Es cierto que estos oficios adjuntos al autor (editores, impresores, etc.) viven de producir y vender más de un título. Pero lo que parece se le olvida a toda esta “cadena alimenticia” es que sin los escritores, ellos no existirían y tendrían que dedicarse a otra cosa. Por lo tanto, deberían apreciarnos y tratarnos mejor, o por lo menos, cumplir con su parte de los desiguales contratos. Y si estos incumplimientos de contratos se dan en libros de papel, tanto más fácil me temo será hacerlo con los libros electrónicos de un autor.
Sé que hay autores que se oponen a la idea de vivir de sus libros. Me llama la atención que los que dicen eso tienen su vida económica bien resuelta. Pero aquello de escribir por “amor al arte” sólo lo puede sostener alguien que no aprecia el trabajo intelectual. Ningún escritor vive de “amor al arte”. No se paga la renta, la comida, los médicos y los mismos insumos del trabajo (computadora, tinta, papel, electricidad, internet, etc.), con ese amor. Me encantaría poder ir al super y decirle a la cajera “le pago esto con mi amor al arte, que es inmenso, profundo e interminable”. E igual a mi casera. Al manicomio me hubieran mandado hace años si les dijera eso…

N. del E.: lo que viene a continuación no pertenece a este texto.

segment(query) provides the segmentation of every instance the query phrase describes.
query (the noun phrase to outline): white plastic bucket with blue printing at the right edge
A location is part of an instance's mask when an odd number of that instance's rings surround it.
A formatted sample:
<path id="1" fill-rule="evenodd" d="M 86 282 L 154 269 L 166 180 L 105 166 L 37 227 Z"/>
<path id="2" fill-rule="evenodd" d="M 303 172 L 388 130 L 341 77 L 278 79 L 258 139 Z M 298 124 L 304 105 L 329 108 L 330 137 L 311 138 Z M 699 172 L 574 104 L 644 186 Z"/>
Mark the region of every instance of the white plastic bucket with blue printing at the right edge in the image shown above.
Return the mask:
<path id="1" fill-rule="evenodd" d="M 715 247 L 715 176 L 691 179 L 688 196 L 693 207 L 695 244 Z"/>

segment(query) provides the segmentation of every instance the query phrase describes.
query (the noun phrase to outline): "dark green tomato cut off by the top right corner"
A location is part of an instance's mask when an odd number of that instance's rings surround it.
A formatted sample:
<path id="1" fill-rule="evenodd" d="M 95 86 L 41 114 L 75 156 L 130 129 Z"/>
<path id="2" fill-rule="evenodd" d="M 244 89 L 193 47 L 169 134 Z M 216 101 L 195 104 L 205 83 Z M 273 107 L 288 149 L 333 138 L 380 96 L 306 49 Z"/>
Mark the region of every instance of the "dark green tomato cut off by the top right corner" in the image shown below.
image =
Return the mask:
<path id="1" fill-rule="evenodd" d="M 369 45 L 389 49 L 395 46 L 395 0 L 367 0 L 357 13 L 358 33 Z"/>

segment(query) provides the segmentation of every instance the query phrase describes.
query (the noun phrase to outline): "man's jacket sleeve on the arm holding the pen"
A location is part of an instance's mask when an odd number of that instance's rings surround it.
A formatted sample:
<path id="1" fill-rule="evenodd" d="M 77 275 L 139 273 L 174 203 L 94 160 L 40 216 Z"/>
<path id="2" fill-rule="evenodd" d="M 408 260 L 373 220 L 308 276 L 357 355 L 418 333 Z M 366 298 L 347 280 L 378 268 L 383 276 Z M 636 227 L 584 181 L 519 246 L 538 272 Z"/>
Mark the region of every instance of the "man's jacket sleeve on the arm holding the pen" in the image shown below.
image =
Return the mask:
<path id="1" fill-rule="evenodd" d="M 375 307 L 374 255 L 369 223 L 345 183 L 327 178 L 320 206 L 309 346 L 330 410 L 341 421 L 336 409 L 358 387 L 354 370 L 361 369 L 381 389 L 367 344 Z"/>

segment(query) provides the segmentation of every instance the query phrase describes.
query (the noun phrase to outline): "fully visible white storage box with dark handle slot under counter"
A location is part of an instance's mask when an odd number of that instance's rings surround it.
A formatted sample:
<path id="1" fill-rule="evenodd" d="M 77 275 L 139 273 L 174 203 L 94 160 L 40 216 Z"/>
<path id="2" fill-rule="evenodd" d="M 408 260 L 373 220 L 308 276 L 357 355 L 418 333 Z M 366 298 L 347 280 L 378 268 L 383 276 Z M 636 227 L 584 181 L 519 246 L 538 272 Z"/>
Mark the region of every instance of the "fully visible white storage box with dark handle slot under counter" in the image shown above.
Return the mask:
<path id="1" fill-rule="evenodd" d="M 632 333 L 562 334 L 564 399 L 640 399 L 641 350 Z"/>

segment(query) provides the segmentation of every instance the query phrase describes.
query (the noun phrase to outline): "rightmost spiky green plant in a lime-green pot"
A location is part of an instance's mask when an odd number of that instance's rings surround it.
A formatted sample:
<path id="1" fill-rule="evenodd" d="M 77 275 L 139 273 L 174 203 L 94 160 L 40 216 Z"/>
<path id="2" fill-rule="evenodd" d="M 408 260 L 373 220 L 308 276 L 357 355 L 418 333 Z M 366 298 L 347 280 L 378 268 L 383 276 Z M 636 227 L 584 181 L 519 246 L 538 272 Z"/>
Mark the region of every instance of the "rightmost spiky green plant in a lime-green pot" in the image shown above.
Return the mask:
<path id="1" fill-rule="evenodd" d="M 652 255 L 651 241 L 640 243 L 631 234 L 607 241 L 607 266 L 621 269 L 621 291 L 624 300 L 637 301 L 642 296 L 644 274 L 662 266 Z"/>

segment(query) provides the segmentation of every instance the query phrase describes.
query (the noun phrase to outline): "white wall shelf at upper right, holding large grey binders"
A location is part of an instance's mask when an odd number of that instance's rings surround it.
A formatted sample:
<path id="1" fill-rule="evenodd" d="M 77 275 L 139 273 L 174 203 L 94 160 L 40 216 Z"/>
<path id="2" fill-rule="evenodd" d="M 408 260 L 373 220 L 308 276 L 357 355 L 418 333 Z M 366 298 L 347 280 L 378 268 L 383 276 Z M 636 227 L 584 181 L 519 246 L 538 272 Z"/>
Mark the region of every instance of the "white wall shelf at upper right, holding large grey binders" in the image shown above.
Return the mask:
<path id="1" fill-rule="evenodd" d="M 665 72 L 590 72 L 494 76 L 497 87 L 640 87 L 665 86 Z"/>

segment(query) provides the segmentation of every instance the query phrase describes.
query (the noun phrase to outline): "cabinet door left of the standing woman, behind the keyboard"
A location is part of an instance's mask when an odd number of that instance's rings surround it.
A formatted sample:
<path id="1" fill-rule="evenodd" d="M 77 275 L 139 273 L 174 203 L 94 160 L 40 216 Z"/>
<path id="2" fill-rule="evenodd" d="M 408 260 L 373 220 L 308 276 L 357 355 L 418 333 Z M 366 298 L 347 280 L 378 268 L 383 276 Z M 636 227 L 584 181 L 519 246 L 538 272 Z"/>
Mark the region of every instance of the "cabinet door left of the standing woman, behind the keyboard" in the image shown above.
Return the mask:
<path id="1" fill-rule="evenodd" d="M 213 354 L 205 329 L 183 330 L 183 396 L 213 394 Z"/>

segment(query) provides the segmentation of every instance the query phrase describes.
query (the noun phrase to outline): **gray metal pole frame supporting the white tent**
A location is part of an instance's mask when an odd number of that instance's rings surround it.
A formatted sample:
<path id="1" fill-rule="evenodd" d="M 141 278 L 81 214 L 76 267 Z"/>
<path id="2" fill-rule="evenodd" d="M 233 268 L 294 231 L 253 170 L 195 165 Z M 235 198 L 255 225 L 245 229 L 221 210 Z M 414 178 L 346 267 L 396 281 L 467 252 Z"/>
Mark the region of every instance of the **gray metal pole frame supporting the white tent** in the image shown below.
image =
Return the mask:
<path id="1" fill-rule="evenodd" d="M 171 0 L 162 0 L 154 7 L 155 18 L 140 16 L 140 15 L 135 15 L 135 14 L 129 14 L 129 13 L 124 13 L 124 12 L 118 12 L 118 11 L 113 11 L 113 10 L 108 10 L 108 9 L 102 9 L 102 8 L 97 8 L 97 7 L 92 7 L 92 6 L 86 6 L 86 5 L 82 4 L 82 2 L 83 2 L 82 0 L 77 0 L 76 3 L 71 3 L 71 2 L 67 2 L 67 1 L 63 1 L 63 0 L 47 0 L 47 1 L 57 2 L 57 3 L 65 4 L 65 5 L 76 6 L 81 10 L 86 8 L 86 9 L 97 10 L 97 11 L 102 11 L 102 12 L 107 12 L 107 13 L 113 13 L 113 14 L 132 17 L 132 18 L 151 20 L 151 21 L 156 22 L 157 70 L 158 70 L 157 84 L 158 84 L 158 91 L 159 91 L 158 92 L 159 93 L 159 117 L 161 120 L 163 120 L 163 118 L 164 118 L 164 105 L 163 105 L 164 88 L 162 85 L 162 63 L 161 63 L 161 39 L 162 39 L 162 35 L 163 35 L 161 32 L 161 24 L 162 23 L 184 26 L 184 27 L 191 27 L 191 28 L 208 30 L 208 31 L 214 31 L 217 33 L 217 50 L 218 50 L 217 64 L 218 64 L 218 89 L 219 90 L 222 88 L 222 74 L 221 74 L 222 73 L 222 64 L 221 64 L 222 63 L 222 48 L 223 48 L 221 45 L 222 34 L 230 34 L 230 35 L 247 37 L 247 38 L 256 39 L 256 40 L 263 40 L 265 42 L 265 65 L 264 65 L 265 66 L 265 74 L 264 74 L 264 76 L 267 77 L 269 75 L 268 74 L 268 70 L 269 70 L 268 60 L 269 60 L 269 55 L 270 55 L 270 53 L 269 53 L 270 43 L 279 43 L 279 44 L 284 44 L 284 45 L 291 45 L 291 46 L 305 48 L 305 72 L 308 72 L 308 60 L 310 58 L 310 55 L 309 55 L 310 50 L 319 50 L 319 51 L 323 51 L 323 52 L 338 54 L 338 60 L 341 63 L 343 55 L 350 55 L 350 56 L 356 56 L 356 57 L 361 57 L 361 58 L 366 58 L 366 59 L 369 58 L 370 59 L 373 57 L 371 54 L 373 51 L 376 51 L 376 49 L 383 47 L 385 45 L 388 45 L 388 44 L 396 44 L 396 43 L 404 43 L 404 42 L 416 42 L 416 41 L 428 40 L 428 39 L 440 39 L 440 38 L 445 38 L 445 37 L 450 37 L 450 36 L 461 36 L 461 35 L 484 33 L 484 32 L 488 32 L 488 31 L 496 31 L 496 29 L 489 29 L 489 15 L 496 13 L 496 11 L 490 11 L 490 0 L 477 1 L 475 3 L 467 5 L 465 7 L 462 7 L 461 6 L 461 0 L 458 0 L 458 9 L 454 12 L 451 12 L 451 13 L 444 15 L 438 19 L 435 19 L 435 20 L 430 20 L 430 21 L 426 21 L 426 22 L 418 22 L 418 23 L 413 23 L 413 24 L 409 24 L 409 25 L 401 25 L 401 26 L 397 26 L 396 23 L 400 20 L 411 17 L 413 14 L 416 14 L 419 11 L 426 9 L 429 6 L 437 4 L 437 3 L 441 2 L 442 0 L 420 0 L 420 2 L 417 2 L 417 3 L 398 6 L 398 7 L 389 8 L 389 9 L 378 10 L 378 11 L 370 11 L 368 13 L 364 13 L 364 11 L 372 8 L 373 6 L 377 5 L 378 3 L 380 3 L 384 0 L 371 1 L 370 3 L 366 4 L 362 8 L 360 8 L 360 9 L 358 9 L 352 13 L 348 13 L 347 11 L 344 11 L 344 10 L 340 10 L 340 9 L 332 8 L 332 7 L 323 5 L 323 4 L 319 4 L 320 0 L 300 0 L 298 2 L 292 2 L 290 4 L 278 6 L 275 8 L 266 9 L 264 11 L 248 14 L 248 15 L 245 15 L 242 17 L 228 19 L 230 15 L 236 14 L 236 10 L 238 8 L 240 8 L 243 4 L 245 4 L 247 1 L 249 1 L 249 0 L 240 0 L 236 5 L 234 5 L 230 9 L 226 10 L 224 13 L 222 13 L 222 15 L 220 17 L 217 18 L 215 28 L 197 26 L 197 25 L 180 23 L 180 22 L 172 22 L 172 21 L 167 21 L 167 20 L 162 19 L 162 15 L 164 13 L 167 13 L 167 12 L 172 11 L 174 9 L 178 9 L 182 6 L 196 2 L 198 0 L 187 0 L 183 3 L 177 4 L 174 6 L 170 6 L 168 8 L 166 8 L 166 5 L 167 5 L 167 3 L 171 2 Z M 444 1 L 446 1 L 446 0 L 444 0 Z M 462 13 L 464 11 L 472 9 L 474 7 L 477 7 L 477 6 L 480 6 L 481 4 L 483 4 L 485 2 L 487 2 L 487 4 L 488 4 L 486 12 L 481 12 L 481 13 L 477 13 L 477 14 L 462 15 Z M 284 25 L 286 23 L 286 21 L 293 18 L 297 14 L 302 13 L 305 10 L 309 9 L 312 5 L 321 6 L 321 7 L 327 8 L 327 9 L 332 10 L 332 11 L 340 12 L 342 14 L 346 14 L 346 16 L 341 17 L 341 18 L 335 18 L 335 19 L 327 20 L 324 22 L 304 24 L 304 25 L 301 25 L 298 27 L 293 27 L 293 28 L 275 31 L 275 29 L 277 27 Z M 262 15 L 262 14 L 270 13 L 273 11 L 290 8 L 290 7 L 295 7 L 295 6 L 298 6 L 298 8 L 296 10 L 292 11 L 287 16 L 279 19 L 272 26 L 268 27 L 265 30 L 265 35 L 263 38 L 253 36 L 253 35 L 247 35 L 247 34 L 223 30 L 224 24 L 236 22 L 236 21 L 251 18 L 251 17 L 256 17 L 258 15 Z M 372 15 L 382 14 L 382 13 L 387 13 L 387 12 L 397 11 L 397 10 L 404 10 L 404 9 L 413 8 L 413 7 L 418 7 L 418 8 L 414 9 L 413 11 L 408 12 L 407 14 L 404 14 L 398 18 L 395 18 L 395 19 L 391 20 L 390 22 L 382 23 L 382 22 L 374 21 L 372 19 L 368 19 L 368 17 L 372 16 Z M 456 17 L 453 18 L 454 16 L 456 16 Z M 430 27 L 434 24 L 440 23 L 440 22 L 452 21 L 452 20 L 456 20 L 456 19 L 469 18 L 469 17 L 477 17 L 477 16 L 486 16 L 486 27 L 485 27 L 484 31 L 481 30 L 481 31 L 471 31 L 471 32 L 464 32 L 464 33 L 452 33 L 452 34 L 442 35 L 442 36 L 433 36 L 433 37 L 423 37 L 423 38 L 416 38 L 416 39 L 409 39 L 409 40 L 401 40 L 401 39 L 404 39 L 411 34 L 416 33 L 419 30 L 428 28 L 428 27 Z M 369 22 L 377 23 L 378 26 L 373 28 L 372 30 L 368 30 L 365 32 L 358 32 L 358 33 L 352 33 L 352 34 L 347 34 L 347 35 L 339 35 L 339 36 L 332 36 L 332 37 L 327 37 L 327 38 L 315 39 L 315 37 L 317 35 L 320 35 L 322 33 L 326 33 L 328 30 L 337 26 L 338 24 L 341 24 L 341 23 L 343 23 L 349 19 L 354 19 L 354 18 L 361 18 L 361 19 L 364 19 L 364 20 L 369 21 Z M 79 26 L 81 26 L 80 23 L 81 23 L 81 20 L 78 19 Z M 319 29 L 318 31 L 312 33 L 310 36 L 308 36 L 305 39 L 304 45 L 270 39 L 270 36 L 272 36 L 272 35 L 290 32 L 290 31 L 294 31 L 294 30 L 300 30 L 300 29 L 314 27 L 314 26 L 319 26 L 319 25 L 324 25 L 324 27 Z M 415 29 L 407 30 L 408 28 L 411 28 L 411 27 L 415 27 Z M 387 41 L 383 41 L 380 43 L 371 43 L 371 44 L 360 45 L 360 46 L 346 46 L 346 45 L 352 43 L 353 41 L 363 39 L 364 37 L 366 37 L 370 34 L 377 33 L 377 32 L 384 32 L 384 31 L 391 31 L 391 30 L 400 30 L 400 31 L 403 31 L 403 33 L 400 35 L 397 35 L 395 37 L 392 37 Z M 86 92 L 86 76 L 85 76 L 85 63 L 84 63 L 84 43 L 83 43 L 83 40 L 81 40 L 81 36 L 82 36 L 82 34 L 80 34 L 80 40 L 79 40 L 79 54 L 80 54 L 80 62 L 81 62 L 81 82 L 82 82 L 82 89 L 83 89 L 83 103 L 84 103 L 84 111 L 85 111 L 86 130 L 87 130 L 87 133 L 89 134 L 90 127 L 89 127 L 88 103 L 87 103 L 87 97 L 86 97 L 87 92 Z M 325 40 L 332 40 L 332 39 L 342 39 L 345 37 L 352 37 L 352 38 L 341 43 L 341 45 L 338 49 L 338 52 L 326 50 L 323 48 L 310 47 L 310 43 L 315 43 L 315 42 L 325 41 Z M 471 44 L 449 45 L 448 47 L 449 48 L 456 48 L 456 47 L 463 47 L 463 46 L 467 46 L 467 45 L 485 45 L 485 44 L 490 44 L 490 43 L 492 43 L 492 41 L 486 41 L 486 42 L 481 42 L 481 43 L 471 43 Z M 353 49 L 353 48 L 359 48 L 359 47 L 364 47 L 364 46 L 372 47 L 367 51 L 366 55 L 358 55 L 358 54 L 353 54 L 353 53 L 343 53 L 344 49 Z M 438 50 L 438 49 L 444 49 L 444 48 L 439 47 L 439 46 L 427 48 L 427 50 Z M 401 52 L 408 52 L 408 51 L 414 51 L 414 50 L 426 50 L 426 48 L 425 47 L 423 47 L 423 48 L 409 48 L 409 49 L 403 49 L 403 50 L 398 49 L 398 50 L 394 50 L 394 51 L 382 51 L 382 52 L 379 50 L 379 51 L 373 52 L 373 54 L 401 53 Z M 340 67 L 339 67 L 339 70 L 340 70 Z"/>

Cuando hablo de “vivir de nuestros libros”, hablo también de otras alternativas que en nuestro medio se desprecian o son prácticamente inexistentes como adelantos económicos editoriales para escribir un libro, becas de creación literaria, residencias literarias (que no tengan límite de edad, aunque eso da para otro post…), y otras alternativas que le permitan al autor el tiempo, el espacio y la serenidad para dedicarse a su obra.
Pero mientras no valoremos el trabajo intelectual como eso, como TRABAJO; y mientras parte del mismo gremio literario se esté auto-saboteando de diversas formas (como no pagando los derechos de autor, estafando a los autores con precios ridículos para dar talleres de escritura o invitándolos a hacer actividades diversas como ser jurados de concursos o dar conferencias gratis, y mientras haya autores que acepten, por los motivos que sea, esas condiciones injustas de trabajo), estará muy difícil lograrlo.
Volviendo al tema original, la única manera en que el autor salga a flote con la euforia del libro electrónico, creo por el momento, será eliminando a los intermediarios pero a la vez, ingeniando mecanismos justos de reconocimiento al trabajo intelectual del escritor. Como dije, todavía no se me ocurre cómo sería ese mecanismo, pero sigo pensando.